These can then be used in a pharmaceutical composition according to
the invention comprising arbitrary indications. The indication will
then depend on which target molecule has been detected as causally
connected with a disease, and is to be inhibited for the treatment
or prophylaxis of the same.
[0036] In a corresponding manner, an L-RNA binding to a target can
be isolated and determined. In this case, an L-RNA library is then
used instead of an L-DNA library.
[0037] In another alternative method, L-DNA or L-RNA binding to an
(arbitrary) target molecule can be isolated or identified and
prepared. For this purpose, the L-nucleic acid library is provided,
wherein optionally a coupling molecule or marker molecule is bound
to the nucleic acids, for example, biotin at the 5' end. The target
molecule is bound to a solid phase, for example magnetic beads. The
solid phase is then contacted with the nucleic acid library. In
this case, those L-nucleic acids bind to the target molecule that
have a high binding affinity thereto. The solid phase is subjected
to one or more washing steps, whereby the non-binding L-nucleic
acids are removed. Then the L-nucleic acids are in turn eluted, and
thus separated from the target molecules in a conventional way.

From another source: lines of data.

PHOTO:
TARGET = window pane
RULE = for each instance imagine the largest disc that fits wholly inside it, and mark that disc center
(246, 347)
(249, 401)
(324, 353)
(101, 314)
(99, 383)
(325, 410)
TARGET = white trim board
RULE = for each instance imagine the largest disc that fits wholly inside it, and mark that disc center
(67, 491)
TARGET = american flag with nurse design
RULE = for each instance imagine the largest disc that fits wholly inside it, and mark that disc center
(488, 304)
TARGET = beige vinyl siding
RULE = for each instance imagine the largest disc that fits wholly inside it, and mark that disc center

Finally, then a sequencing of the resulting L-nucleic acids is
carried out, as described elsewhere in this description.
[0038] The sequencing of L-nucleic acids can be carried out,
irrespective of other aspects of the invention, in different ways.
In a first method for sequencing an L-RNA or L-DNA, the L-nucleic
acid is bound to a solid phase. This can for example take place by
that the nucleic acid contains a coupling or marker molecule, such
as biotin (as described above). Then, the solid phase carries a
molecule being complementary to the coupling molecule and binding
the latter, for example avidin or streptavidin. The L-nucleic acid
thus bound to the solid phase is then contacted with a D-DNA
library. In this case, those D-DNA molecules of the library
hybridize with the L-nucleic acid, which contain complementary
sequences or consist thereof. Then, the solid phase is washed in
one or more washing steps, unbound D-DNA being removed. Then, the
bound D-DNA is released from the L-nucleic acid. Subsequently, an
amplification can be performed, for example by PCR. Thereafter, the
D-DNA is sequenced. From the D-DNA sequence thus obtained, the
complementary sequence of the L-nucleic acid can then be
determined.
[0039] Alternatively, an L-nucleic acid, particularly an L-RNA, can
be sequenced in a sequencing process, as follows. The nucleic acid
carries at one end, for example at the 5' end, a coupling or marker
molecule (as described above), such as biotin. The nucleic acid
will be broken up into a "ladder", i.e. by means of hydrolysis,
fragments of different lengths of the nucleic acid are obtained, in
an ideal case from 1 base to the number of bases of the complete
nucleic acid. In the case of an L-RNA, this may occur in the
alkaline range, pH typically >8, usually 8.5 to 10. For this
purpose, a commercial hydrolysis buffer with KOH or sodium
bicarbonate can be used. The thus obtained fragments, which also
carry the coupling molecule, are then bound to a solid phase. For
this purpose, the solid phase includes a molecule being
complementary to the coupling molecule and binding the latter, such
as avidin or streptavidin. The solid phase is then subjected to one
or more washing steps, whereby nucleic acid fragments are removed,
which do not carry the coupling molecule. As a result, the "ladder"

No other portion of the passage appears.